The loudest result at one of track's marquee meets came from a high schooler. Tate Taylor, an 18-year-old American, won the 200 meters at the Prefontaine Classic in Eugene, Oregon, on Saturday, beating a field that included the reigning Olympic champion.

A high school record over an Olympic champion

Taylor crossed the line in 19.75 seconds, a U.S. high school record, to hold off Botswana's Letsile Tebogo, the Olympic 200-meter gold medalist, who finished second in 19.93, Olympics.com reported. For a teenager to run under 19.80 and beat an Olympic champion in a senior professional field is a rare feat, and it instantly made Taylor one of the summer's biggest stories in the sport.

The Prefontaine Classic is a stop on track's Diamond League circuit and traditionally draws many of the world's best. Winning there, at Hayward Field, against Tebogo, gives Taylor's time added weight beyond the number itself.

Upsets across the track

Taylor was not the only favorite pushed on the day.
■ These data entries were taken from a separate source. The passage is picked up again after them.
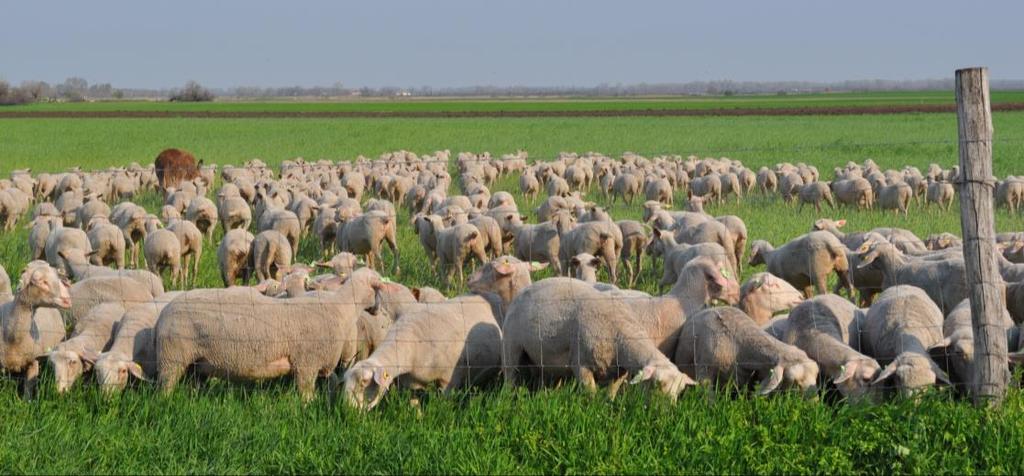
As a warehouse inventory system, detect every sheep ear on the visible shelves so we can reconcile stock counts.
[374,367,391,387]
[833,360,860,384]
[630,365,654,385]
[758,365,785,395]
[871,362,898,385]
[78,349,99,363]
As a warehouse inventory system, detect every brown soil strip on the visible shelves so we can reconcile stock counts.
[0,102,1024,119]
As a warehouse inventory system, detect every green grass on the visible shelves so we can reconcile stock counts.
[0,113,1024,474]
[6,91,1024,112]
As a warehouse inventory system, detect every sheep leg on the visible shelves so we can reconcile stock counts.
[22,359,39,400]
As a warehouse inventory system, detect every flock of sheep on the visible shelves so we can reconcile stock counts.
[0,152,1024,409]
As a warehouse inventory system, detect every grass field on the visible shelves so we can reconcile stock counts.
[6,91,1024,113]
[0,104,1024,474]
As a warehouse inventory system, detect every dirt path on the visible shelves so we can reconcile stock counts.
[0,102,1024,119]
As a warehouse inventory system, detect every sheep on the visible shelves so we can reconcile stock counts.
[676,220,739,274]
[314,252,361,277]
[249,229,294,280]
[217,229,256,287]
[925,181,956,212]
[111,202,147,266]
[337,211,400,274]
[0,261,72,398]
[469,215,504,258]
[46,302,125,393]
[643,174,673,206]
[29,215,63,260]
[925,232,964,251]
[860,286,959,396]
[715,215,748,273]
[142,228,182,285]
[615,220,647,287]
[558,221,622,283]
[611,173,640,205]
[797,182,836,213]
[569,253,601,284]
[878,182,913,216]
[344,290,502,410]
[217,197,253,232]
[929,299,1017,391]
[466,256,548,313]
[519,173,541,201]
[93,291,182,394]
[502,277,692,400]
[185,197,219,242]
[673,307,818,395]
[167,220,203,284]
[434,223,487,286]
[502,258,739,384]
[780,294,882,400]
[758,167,778,194]
[155,268,384,401]
[45,225,92,274]
[857,242,969,316]
[0,265,14,304]
[86,216,126,269]
[749,231,853,298]
[58,246,164,296]
[828,177,874,210]
[738,272,804,327]
[257,209,302,251]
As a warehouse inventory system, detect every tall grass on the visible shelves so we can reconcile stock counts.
[0,115,1024,474]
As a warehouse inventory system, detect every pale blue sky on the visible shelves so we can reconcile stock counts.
[0,0,1024,88]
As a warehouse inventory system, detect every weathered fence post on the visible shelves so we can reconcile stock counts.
[956,68,1009,404]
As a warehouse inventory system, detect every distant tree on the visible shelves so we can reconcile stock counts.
[171,81,213,102]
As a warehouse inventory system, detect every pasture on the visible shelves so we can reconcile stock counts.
[0,102,1024,474]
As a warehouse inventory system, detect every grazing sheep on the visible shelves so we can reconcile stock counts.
[676,220,745,275]
[155,268,384,401]
[929,299,1016,392]
[250,229,294,280]
[142,228,182,286]
[217,229,256,287]
[674,307,818,395]
[93,291,182,394]
[344,290,502,410]
[780,294,882,400]
[828,177,874,210]
[0,261,72,398]
[337,211,400,274]
[502,258,739,383]
[185,197,219,242]
[46,302,125,393]
[750,231,853,298]
[502,277,691,399]
[558,221,621,283]
[45,226,92,275]
[860,286,959,396]
[611,173,640,205]
[434,223,487,287]
[737,272,804,327]
[878,182,913,216]
[926,181,954,212]
[217,192,253,231]
[86,216,126,269]
[797,182,836,213]
[857,242,969,318]
[569,253,601,284]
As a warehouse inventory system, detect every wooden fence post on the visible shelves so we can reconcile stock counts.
[956,68,1009,404]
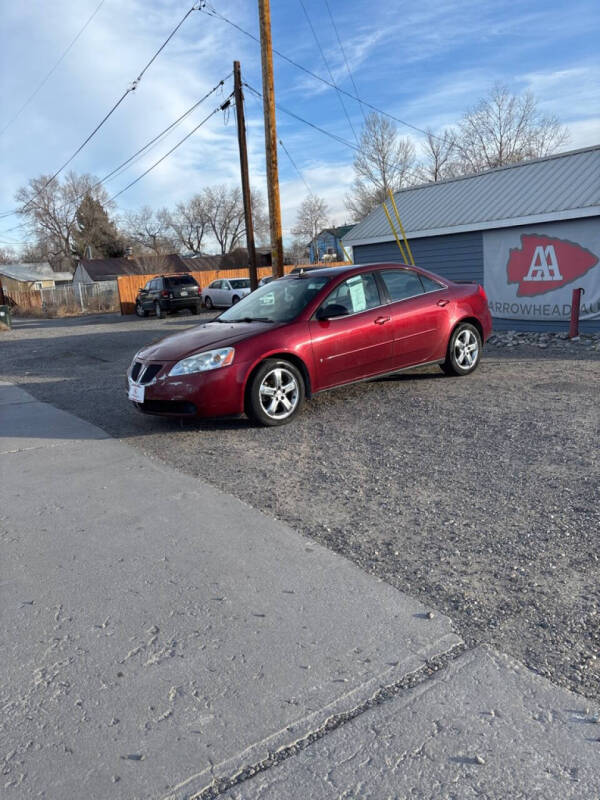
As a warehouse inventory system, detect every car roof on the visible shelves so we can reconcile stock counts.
[284,261,427,278]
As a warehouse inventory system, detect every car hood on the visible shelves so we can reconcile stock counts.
[137,322,275,361]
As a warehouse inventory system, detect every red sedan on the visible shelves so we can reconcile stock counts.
[128,264,492,425]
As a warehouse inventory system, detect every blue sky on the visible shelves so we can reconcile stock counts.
[0,0,600,246]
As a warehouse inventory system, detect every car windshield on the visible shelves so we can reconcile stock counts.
[219,275,330,322]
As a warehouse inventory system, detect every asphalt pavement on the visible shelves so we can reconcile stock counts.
[0,315,600,701]
[0,384,600,800]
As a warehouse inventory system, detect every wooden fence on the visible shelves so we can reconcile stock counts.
[117,261,348,314]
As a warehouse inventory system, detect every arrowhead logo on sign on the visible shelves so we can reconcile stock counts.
[506,234,598,297]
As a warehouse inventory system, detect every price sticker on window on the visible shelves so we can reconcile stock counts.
[348,275,367,312]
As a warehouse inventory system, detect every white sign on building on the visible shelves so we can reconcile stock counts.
[483,217,600,322]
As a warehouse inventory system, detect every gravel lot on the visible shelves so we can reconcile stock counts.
[0,315,600,699]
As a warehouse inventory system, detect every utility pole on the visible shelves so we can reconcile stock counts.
[258,0,283,278]
[233,61,258,291]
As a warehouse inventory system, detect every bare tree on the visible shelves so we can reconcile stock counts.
[198,185,268,255]
[284,238,308,264]
[122,206,177,255]
[15,172,109,264]
[292,194,329,261]
[346,113,415,220]
[0,247,18,264]
[457,84,569,174]
[415,129,460,183]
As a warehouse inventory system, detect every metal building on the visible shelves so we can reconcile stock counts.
[344,145,600,332]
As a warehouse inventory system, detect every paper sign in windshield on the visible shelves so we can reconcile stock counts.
[348,275,367,311]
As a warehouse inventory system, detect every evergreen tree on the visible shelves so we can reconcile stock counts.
[73,192,126,258]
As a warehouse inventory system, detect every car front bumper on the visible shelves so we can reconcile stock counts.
[128,360,248,417]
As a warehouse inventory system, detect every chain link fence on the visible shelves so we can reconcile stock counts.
[4,281,119,317]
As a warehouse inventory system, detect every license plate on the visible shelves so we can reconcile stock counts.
[129,383,146,403]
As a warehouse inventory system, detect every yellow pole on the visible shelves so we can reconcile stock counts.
[388,189,415,267]
[382,203,406,263]
[340,239,352,263]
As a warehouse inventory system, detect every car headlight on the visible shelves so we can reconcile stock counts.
[169,347,235,377]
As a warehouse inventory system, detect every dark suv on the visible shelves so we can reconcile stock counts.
[135,275,202,317]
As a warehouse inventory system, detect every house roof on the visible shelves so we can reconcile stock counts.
[321,225,354,239]
[344,145,600,246]
[0,261,73,283]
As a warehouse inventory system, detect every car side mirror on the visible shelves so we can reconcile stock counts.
[317,303,348,319]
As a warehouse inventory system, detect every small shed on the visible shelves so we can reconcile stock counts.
[344,145,600,332]
[0,261,73,292]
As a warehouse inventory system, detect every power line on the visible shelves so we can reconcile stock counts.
[0,0,106,136]
[279,139,313,194]
[0,72,232,245]
[4,1,204,216]
[108,94,233,203]
[201,6,440,139]
[244,83,360,151]
[298,0,358,142]
[325,0,367,122]
[58,72,232,214]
In the women's 100 meters, Melissa Jefferson-Wooden held off Sha'Carri Richardson to win a tight race between two of the fastest women in the world, Yahoo Sports reported.

In the women's 800 meters, Keely Hodgkinson, the Olympic champion at the distance, was beaten into second by Kenya's Lilian Odira, the reigning world champion, who timed her run to catch the British star in the closing meters, according to Yahoo Sports.

What it means

Meets like this one often turn on small margins and shifting form, and Saturday delivered several. But the day belonged to its youngest winner. Taylor's run was the kind that reframes expectations, both for his own future and for how fast the next generation of sprinters might go.

There is a long season still to come, and Tebogo and the sport's other stars will have chances to answer. For one afternoon in Eugene, though, a high schooler set the standard.